Web Cartoonist’s Kidney Missing after Surgery for Injuries

Web Cartoonist’s Kidney Missing after Surgery for Injuries
(The Epoch Times)
5/27/2006
Updated:
5/27/2006

Chinese web cartoonist Pan Qi, who produces under the name Dailicunzhang, became a sensation overnight. Within one year, Pan Qi published five collections of his work—some 700 cartoons. Many of his cartoons were featured on the popular Cat898.com forum and attracted many fans. The Internet monitoring team of the Siping City Public Security Bureau soon noticed Pan’s popularity and works. Last December, the Bureau visited Mr. Pan’s home and spoke with him, claiming that his cartoons are too extreme and have misled Internet users. After the Bureau’s visit, Pan Qi’s works have disappeared from online forums. While following up on this story, The Epoch Times uncovered a shocking personal story about Pan Qi. After a car accident fourteen years ago, Mr. Pan was rushed to the General Hospital of the People’s Armed Police in Jilin Province for rescue. In addition to delayed rescue and complications after the surgery, six years later, Pan Qi discovered he was missing a kidney.

Delays in Emergency Treatment and Complications After Surgery

On October 25, 1992, Pan Qi was involved in a car accident on Yitong road in Jilin Province. He was sent to the General Hospital of the People’s Armed Police in Jilin in Kuancheng District of Changchun City for emergency treatment. Pan’s surgery was delayed for over ten hours, waiting for a doctor from the third section of the general surgery department, which is responsible for organ transplant surgery. It was not until the next morning this doctor and another one from the first section of the general surgery department operated on Pan Qi together for over three hours. Pan’s relatives said that later, a nurse holding a plastic bag told Pan’s family that his spleen burst and was removed. The plastic bag she held was filled with blood dregs about the size of half a cigarette case. When Pan’s relative asked to see it, the nurse refused.

After regaining consciousness, the doctor told Pan Qi that he had serious injuries to his chest and abdominal regions. The surgery removed his burst spleen and fixed his injury in the left renal capsule membrane.

Twenty days after the surgery, Pan discovered a serious abscess under his left arm and he started to suffer extreme pain in his left chest. His body temperature shot up, and he ran a high fever. the two doctors performed another joint-surgery to drain the abscess—without first receiving consent from his family. In addition, this surgery was carried out after work hours, when other staff members were absent.

Realization of Missing Kidney Six Years Later

In August 1998, six years after the surgery, Pan Qi went to the China-Japan Union Hospital in Changchun City for a physical checkup. During his B-type ultrasonic inspection, the doctor asked Pan if his left kidney was surgically removed, because it could not be found. After multiple checks without any success, the doctor took an X-ray that proved Pan’s left kidney was missing.

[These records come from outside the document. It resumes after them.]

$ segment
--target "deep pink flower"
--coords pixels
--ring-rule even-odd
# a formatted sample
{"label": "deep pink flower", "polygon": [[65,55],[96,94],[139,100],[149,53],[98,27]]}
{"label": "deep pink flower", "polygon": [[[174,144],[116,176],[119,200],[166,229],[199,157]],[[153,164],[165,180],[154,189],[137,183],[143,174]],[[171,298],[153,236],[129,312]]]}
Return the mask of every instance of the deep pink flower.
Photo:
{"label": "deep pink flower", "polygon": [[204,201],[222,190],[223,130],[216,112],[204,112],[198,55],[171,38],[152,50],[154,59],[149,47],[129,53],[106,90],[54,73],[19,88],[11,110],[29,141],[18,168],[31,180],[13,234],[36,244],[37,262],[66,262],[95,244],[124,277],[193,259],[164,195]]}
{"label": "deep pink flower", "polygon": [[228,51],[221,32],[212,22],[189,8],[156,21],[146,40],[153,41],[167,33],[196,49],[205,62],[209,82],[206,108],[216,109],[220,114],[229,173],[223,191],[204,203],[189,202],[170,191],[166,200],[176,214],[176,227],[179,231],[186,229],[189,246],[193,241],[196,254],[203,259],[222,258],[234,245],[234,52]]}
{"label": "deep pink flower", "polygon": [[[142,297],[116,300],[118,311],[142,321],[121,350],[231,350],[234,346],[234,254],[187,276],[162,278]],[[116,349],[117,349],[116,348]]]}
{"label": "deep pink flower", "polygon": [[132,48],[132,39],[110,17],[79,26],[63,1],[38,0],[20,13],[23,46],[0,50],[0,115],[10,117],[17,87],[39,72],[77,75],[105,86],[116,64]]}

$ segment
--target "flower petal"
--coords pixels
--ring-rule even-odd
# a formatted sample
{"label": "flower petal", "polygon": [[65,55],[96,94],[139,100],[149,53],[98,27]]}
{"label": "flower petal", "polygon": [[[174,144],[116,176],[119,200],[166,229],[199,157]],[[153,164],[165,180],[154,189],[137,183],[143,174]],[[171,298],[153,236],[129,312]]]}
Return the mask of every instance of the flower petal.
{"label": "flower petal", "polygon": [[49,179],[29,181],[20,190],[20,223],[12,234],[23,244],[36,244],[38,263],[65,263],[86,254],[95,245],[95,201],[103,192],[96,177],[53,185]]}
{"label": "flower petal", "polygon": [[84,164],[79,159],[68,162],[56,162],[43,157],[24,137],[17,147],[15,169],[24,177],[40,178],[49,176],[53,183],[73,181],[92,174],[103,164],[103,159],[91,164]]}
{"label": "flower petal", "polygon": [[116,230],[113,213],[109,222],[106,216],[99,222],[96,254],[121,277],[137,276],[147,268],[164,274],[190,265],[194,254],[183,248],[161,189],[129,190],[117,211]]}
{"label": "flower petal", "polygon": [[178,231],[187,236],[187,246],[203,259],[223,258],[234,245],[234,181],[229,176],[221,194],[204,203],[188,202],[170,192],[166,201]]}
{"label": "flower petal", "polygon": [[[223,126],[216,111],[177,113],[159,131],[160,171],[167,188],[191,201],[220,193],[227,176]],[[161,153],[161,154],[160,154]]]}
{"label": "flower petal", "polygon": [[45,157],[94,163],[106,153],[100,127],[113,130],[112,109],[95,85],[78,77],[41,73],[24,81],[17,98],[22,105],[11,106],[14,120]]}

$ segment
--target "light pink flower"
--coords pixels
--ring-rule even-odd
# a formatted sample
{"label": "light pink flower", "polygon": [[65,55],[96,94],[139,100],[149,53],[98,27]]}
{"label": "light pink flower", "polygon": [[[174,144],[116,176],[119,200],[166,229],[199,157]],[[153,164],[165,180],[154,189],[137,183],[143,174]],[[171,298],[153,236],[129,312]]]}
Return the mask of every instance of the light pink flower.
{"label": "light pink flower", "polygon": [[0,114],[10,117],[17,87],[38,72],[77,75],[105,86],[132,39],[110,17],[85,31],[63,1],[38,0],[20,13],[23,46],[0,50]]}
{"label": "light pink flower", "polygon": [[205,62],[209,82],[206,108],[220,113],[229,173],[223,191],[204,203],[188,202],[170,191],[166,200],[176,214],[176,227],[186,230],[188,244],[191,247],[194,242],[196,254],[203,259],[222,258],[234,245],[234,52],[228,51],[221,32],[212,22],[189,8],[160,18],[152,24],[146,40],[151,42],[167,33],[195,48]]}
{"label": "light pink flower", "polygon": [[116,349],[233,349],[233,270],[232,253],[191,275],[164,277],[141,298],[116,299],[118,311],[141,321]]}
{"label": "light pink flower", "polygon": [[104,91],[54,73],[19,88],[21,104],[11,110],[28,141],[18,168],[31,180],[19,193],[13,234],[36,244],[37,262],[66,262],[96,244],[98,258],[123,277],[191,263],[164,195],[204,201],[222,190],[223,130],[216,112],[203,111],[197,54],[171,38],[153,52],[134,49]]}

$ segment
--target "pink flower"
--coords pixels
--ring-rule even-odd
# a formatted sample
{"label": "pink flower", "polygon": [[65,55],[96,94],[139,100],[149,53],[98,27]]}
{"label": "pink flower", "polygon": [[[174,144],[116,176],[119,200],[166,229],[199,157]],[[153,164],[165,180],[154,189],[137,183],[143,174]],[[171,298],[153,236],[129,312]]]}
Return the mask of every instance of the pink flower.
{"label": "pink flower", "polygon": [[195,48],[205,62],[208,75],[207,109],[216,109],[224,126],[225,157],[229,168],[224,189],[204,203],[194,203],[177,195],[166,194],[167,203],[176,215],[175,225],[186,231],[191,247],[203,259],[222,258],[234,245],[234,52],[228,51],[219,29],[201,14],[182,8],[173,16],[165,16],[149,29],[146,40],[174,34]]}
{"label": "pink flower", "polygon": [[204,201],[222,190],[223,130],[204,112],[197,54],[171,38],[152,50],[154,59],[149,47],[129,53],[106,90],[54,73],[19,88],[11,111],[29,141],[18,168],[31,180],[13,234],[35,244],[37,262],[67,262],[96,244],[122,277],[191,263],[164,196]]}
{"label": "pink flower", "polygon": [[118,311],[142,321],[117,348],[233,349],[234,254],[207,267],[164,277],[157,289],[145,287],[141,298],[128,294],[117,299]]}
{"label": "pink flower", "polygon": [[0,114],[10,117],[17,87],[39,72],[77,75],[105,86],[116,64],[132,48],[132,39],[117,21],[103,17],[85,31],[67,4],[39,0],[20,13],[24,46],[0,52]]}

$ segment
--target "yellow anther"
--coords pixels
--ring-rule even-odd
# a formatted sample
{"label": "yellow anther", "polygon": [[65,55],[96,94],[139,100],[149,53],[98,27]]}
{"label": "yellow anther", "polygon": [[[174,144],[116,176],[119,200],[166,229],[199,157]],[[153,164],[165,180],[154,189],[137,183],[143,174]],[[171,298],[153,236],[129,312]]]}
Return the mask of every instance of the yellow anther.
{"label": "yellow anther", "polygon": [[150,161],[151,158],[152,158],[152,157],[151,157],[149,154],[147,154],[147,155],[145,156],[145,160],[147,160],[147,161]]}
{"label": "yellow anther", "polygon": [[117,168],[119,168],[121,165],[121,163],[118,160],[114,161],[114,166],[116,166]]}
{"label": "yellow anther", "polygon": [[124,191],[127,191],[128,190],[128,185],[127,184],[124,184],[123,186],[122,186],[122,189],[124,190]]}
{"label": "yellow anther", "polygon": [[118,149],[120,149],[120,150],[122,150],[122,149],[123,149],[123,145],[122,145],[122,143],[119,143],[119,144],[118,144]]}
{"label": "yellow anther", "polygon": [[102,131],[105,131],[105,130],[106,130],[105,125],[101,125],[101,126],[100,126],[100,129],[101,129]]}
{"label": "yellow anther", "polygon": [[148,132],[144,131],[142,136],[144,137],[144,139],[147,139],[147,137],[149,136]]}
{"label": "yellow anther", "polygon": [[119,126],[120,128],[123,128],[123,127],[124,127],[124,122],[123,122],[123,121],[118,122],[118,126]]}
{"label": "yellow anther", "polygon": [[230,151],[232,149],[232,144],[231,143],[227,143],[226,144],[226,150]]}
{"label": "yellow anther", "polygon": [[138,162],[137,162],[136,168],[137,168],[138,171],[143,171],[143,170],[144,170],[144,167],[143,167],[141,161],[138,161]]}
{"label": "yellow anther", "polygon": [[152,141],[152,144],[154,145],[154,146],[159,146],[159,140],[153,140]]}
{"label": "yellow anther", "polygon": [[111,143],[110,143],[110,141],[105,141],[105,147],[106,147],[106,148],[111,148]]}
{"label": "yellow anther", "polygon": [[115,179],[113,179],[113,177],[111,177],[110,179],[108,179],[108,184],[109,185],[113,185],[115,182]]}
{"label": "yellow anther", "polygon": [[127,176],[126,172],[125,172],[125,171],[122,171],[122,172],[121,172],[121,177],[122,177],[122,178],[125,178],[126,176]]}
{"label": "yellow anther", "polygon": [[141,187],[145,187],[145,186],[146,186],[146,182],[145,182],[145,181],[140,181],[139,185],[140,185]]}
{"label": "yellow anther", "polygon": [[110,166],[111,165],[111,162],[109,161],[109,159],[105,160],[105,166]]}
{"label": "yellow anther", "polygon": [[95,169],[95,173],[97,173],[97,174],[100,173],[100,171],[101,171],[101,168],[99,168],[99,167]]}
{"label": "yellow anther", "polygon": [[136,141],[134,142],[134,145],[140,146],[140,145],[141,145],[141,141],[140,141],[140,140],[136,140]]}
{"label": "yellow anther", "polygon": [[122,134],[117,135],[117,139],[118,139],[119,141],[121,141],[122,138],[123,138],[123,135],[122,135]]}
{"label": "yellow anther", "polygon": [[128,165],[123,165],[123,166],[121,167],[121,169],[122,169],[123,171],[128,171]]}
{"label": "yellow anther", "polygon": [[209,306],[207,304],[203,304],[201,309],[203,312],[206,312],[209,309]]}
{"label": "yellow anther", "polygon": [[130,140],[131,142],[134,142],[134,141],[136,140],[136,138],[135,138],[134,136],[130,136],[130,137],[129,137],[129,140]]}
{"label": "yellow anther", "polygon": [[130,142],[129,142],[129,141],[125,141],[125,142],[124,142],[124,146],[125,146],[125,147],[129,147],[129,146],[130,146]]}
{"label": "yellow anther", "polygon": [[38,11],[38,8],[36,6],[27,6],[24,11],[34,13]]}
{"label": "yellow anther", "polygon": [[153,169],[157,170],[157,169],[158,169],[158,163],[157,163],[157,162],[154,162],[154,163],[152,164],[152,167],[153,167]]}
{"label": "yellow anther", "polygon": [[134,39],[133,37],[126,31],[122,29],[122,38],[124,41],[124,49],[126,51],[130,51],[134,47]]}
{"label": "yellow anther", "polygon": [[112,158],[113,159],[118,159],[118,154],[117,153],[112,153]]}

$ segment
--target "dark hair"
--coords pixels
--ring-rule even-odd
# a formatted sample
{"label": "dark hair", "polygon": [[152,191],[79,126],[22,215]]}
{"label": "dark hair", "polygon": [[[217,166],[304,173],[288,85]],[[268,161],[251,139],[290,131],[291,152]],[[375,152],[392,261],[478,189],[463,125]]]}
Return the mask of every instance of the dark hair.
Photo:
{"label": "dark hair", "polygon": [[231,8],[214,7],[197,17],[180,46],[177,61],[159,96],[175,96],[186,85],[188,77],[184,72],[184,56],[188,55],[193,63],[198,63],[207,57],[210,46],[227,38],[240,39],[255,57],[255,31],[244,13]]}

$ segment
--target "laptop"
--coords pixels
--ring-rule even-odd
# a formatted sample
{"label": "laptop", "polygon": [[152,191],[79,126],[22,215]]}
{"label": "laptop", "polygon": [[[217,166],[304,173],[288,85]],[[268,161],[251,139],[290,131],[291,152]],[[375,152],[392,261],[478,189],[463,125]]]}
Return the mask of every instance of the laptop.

Pan immediately had a 15-day hospitalized inspection at the First Clinical Medical Institute of Bethune University. The CT and enhanced CT test results all indicated that his left kidney was gone.

In Search of Answers for Missing Kidney

Pan Qi hired a lawyer to go to the People’s Armed Police in Jilin to check his medical records. The hospital claimed that his medical records could not be found. The person in charge of the hospital’s medical section said that the B-type ultrasonic inspection record in the hospital verified that Pan’s kidney was still intact after his surgery. On November 16, 1998, the hospital issued a document confirming Pan Qi had no missing kidney. The document stated, “After holding a meeting for assessment, our hospital concludes that there was no missing left kidney according to the re-examination result after the surgery.”

Recalling the course of treatment at the armed police hospital, Pan became suspicious. His surgery could have been successfully performed by the first section doctor alone—why was it necessary to wait for the organ transplant doctor? Why was the second surgery performed after work hours and without his family’s consent or pre-surgery preparations? Pan Qi felt confident that his kidney was missing after the first surgery.

The whereabouts of Pan Qi’s kidney is still a mystery. Could it be possible that doctors in China are daring and unethical enough to harvest organs from their living patients without consent?